Thursday 9 August 2012

10GBE Network cards installation in Manchester

This is a collection of recipes I used to install the 10GBE cards. As I said in a previous post we chose to go 10GBASE-T so we bought X520-T2. They use the same chipset as the X520-DA2 so many things are in common.

The new DELL R610 and C6100 were delivered with the cards already installed. Although due to the fact that DA2 and T2 share the same chipset the C6100 were delivered with the wrong connectors so we are now waiting for a replacement. For the old Viglen WNs and storage we bought additional cards that have to be inserted one by one.

I started the installation process from the R610 because a) they had the cards and b) the perfsonar machines are R610. The aim is to use these cards as primaries and kickstart from them. By default pxe booting is not enabled. So one has to get bootutil from the intel site . What one downloads is for some reason a windows executable but once it is unpacked there are directories for other operating systems. The easiest thing to do is what Andrew has done to zip the unpacked directory and use bootutil from the machine without fussing around with USBs or boot disks. Said that it needs the kernel source to compile.
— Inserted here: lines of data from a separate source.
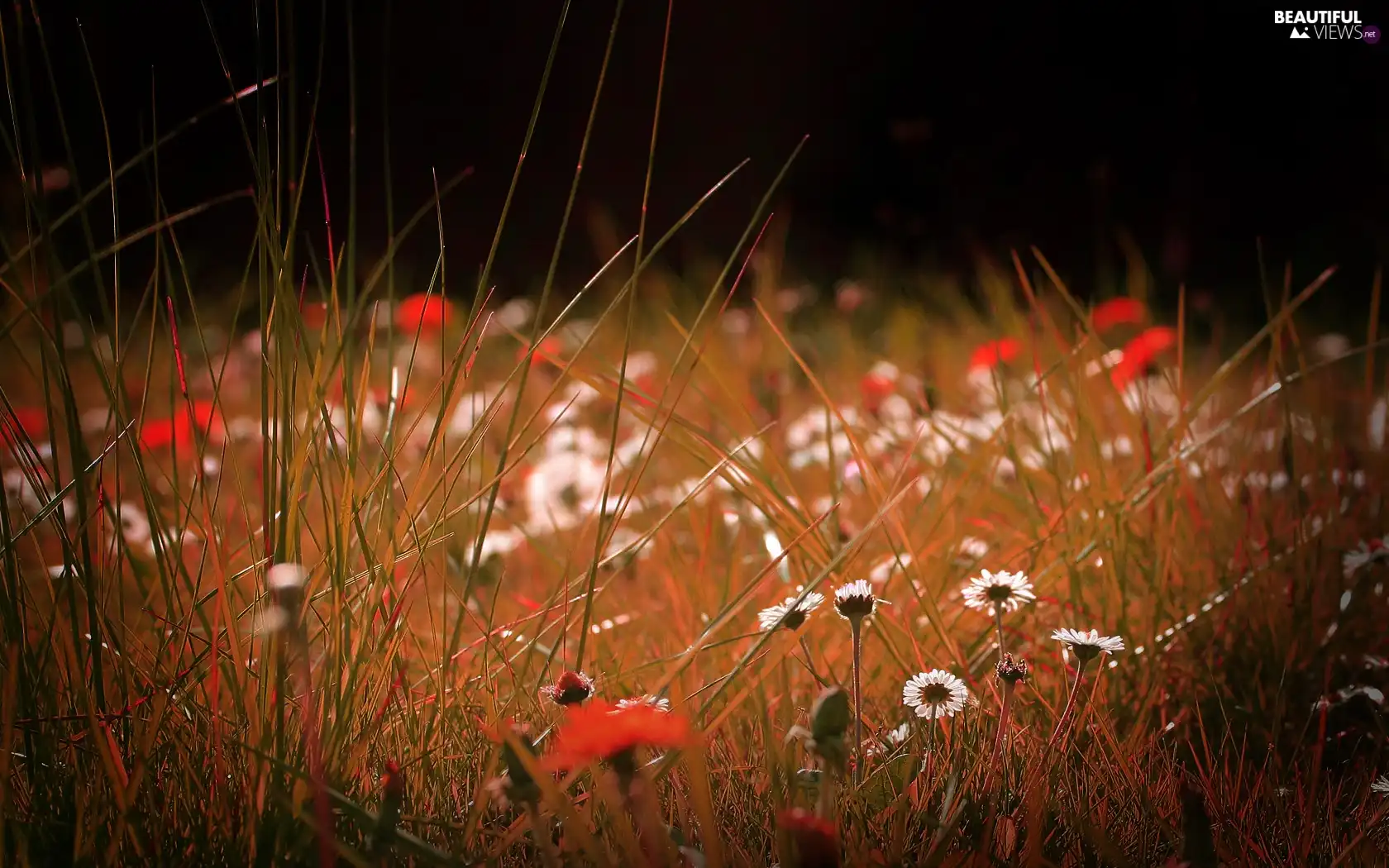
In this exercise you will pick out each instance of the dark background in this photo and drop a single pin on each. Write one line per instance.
(935, 130)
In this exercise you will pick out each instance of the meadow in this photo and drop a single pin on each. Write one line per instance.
(670, 571)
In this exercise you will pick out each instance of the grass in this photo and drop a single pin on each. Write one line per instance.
(294, 596)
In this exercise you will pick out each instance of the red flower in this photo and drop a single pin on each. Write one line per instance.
(1141, 351)
(179, 429)
(424, 312)
(817, 841)
(876, 385)
(570, 689)
(600, 731)
(1117, 312)
(995, 351)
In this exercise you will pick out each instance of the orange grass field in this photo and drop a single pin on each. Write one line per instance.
(677, 573)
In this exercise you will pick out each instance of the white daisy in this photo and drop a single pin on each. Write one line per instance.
(1363, 555)
(1006, 589)
(1088, 646)
(855, 600)
(790, 613)
(935, 694)
(655, 702)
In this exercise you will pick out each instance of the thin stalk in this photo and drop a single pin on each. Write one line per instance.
(1003, 727)
(1070, 706)
(541, 832)
(998, 622)
(856, 625)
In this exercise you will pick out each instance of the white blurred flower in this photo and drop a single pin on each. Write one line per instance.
(790, 613)
(1364, 553)
(655, 702)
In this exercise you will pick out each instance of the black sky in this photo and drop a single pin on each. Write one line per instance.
(1038, 124)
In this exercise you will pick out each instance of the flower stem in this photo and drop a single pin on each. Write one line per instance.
(541, 832)
(1070, 704)
(856, 625)
(995, 761)
(998, 621)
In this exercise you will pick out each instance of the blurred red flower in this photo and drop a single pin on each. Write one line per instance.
(422, 312)
(602, 731)
(876, 386)
(1117, 312)
(1141, 351)
(995, 351)
(179, 429)
(817, 841)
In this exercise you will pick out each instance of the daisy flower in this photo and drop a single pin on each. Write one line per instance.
(1363, 555)
(1088, 646)
(790, 613)
(855, 600)
(655, 702)
(1006, 589)
(935, 694)
(570, 689)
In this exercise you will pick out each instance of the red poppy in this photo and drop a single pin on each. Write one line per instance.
(1141, 351)
(600, 731)
(424, 312)
(179, 429)
(570, 689)
(994, 353)
(876, 385)
(1117, 312)
(817, 841)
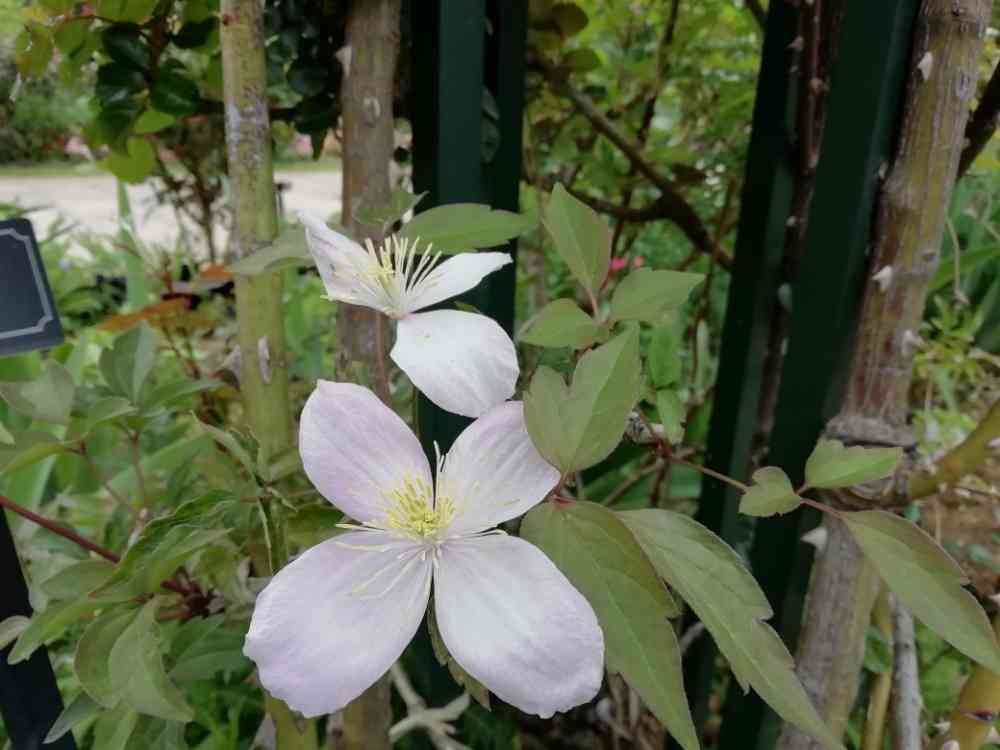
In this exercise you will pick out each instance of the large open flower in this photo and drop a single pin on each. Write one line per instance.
(463, 362)
(334, 620)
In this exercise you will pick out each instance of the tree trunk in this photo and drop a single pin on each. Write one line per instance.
(263, 371)
(367, 94)
(908, 232)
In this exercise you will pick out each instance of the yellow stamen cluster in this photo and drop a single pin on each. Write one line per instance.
(413, 511)
(394, 270)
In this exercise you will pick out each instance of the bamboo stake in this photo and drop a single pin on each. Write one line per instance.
(263, 374)
(369, 64)
(909, 229)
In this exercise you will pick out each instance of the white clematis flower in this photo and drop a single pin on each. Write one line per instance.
(330, 623)
(463, 362)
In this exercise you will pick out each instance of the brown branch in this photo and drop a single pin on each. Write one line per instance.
(982, 124)
(671, 204)
(81, 541)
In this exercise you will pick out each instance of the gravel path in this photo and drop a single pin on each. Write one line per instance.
(91, 202)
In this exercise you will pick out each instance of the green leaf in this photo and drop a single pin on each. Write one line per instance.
(152, 121)
(171, 393)
(125, 10)
(113, 729)
(927, 581)
(772, 493)
(832, 465)
(81, 709)
(458, 227)
(49, 397)
(646, 294)
(469, 683)
(288, 249)
(78, 579)
(33, 50)
(561, 323)
(48, 625)
(673, 412)
(136, 164)
(128, 363)
(11, 629)
(136, 669)
(174, 94)
(599, 555)
(166, 543)
(30, 448)
(116, 83)
(124, 44)
(577, 427)
(400, 203)
(93, 651)
(204, 647)
(581, 237)
(663, 356)
(715, 582)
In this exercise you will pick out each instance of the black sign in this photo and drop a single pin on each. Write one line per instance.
(29, 697)
(28, 317)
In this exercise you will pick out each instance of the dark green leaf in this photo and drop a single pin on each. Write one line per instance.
(598, 554)
(772, 493)
(152, 121)
(561, 323)
(715, 582)
(927, 581)
(136, 164)
(128, 363)
(458, 227)
(124, 44)
(174, 94)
You need to make sure you install the same version as the running kernel.

yum install kernel-devel(-running-kernel-version)
unzip APPS.zip
cd APPS/BootUtils/Linux_x86/
chmod 755 ./install
./install
./bootutil64e -BOOTENABLE=pxe -ALL
./bootutil64e  -UP=Combo -FILE=../BootIMG.FLB -ALL

The first bootutil command enables pxe the second updates the firmware.
After this you can reboot and enter the bios to rearrange the order of the network devices to boot from. When this is  done you can put the 10GBE interface mac address in the dhcp and reinstall from there.

At kickstart time there are some problems with the machine changing the order of the cards you can solve that using ipappend 2 and ksdevice=bootif as suggested in the RH docs in the pxelinux.cfg files. Thanks to Ewan for pointing that out.

Still the machine might not come back up with the interface working. There might be two problems here:

1) X520-T2 interface take longer to wake up than their little 1GBE sisters. It is necessary to insert a delay after the /sbin/ip command in the network scripts. To do this I didn't have to hack anything, I could just set

LINKDELAY=10

in the ifcfg-eth* configuration files and it worked.

2) It is not guarantueed  to have the 10GBE interface as eth0. There are many ways to stop this from happening.

One is to make sure HWADRR if ifcfg-eth0 is assigned the mac address value of the card the administrator want and not what the system decides. It can be done at kickstart time but this might mean to have a kickstart file for each machine which we are trying to get away from.

Dan and Chris suggested this might be corrected with udev The recipe they gave me was this

cat /etc/udev/rules.d/70-persistent-net.rules
KERNEL=="eth*", ID=="0000:01:00.0", NAME="eth0"
KERNEL=="eth*", ID=="0000:01:00.1", NAME="eth1"
KERNEL=="eth*", ID=="0000:04:00.0", NAME="eth2"
KERNEL=="eth*", ID=="0000:04:00.1", NAME="eth3"


and uses the pci device ID value which is the same for the same machine types (R610, C6100...). You can get the ID values using lspci | grep Eth. Not essential but if lspci returns something like Unknown device 151c (rev01) in the description it is just the pci database that is not up to date use update-pciid to update the database. There are other recipes around if you don't like this one, but this simplifies a lot the maintenance of the interfaces naming scheme.

The udev recipe doesn't work if HWADDR are set in the ifcfg-eth* files.  If they are you need to remove them to make udev work. A quick way to do this in every file is

sed -i -r '/^HWADDR.*$/d' ifcfg-eth*

in the post kickstart and then install the udev file.

10GBE cards might need different TCP tuning in /etc/sysctl.conf for now I took the perfsonar machine one which is similar to something already discussed long time ago.

net.core.rmem_max = 33554432
net.core.wmem_max = 33554432
net.ipv4.tcp_rmem = 4096 87380 16777216
net.ipv4.tcp_wmem = 4096 87380 16777216
net.core.netdev_max_backlog = 30000
net.ipv4.tcp_no_metrics_save = 1
net.ipv4.tcp_congestion_control = htcp


The effects of moving to 10GBE can be seen very well in the perfsonar tests.